"Staring Death in the Face" by Todd Hartwig.
A downtown museum’s massive new art exhibit features an impressive range of media — painting, mosaic, sculpture and quilting — and pain. Lots of pain.
“WAR : RAW — Healing Military Trauma Through Expressive Art,” currently showing at the Wisconsin Veterans Museum, includes more than 50 works of art created by Wisconsin military veterans suffering from post-traumatic stress disorder and/or traumatic brain injuries. Some of the works are blunt and uncomplicated; others are delicate, complex, layered. Reds and yellows recur throughout, as do tears and hands. A very few are seemingly peaceful, even whimsical.
Much of the art is abstract, perhaps because many of the exhibition’s artists cannot — or will not — verbalize their messages.
“They were not really willing to talk at length about their wartime experiences,” recalls Tim Mayer, executive director of Appleton-based Artists for the Humanities, a nonprofit that combines group therapy and art therapy to help former members of U.S. Armed Forces. The artists in the exhibit are program participants.
“I come from somewhat of a military family,” says Mayer, who founded the organization. “I had also remembered how our veterans were treated when they returned from the Vietnam War. I was also a trained artist. I thought it would be a good thing to do to honor the fallen and all of our veterans.”
Mayer first teamed with Green Bay psychotherapist George Kamps in 2009 to offer community-based art therapy sessions.
“It was so helpful to many of the veterans,” says Mayer. “They were able to disclose their trauma by using pictures.”
He stresses that the work of Artists for Humanities is about helping vets. Rather than creating for an audience, the act of expression is an end to itself.
“This is really a form of visual storytelling,” he says. “We ask them to tell a story on their own terms, with their own work, without judging them, in a safe and tranquil environment.”
Most of the veterans represented in the museum exhibit were not artists previously. Todd Hartwig was. The Prescott, Wis., resident served in the Army and National Guard, and was in Iraq from 2004 to 2005. He has 10 pieces in the show.
“I do a variety of media: blown glass to oil paintings, pastels. Did some carvings. Just pretty much everything,” he says. “I’ve been doing art all my life pretty much.” But a few years ago he found new inspiration.
“Actually, what got me to produce more was PTSD,” Hartwig says.
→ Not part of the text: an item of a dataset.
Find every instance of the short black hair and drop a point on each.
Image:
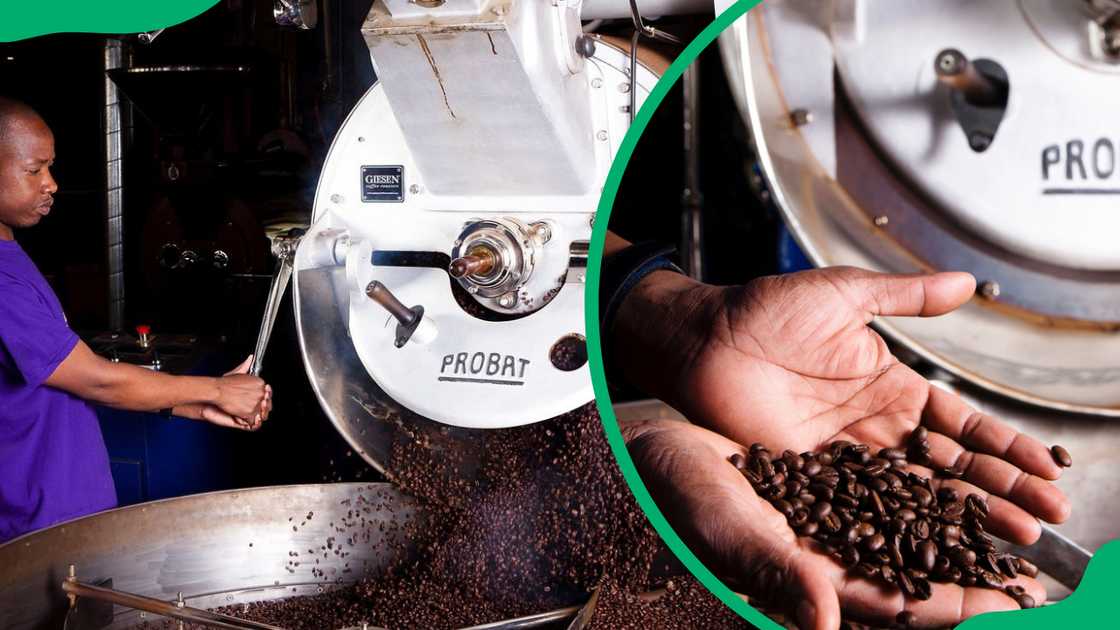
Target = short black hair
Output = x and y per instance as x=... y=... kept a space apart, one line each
x=11 y=111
He encountered Mayer and Artists for the Humanities at a Veterans Administration PTSD clinic in Tomah four years ago, and has been participating ever since.
Janet Skenandore Malcolm has three mosaics in the exhibit. She served in the Army from 1965 to 1968. She’s a Native American grandmother and seamstress who resides near Green Bay, in the Oneida Nation of Wisconsin.
Most of her art is abstract and includes imagery from her Medicine Bear Clan. “It takes my mind off [PTSD]. It’s really relaxing, and I’m focused on the artwork itself.”
Artists for the Humanities now has five programs around the state. One, in Milwaukee, is especially for Native American veterans. Mayer has yet to offer sessions in the Madison area, but he hopes to someday.
Working with PTSD survivors is extremely rewarding, says Mayer, though the work has obvious challenges. “Every time I think I’ve heard the worst story possible, I hear something that rivals that,” he says.
“But you kind of learn to put those stories in a separate place so you can do the work effectively.”
WAR : RAW will be on exhibit at the Wisconsin Veterans Museum on the Capitol Square through May 2016.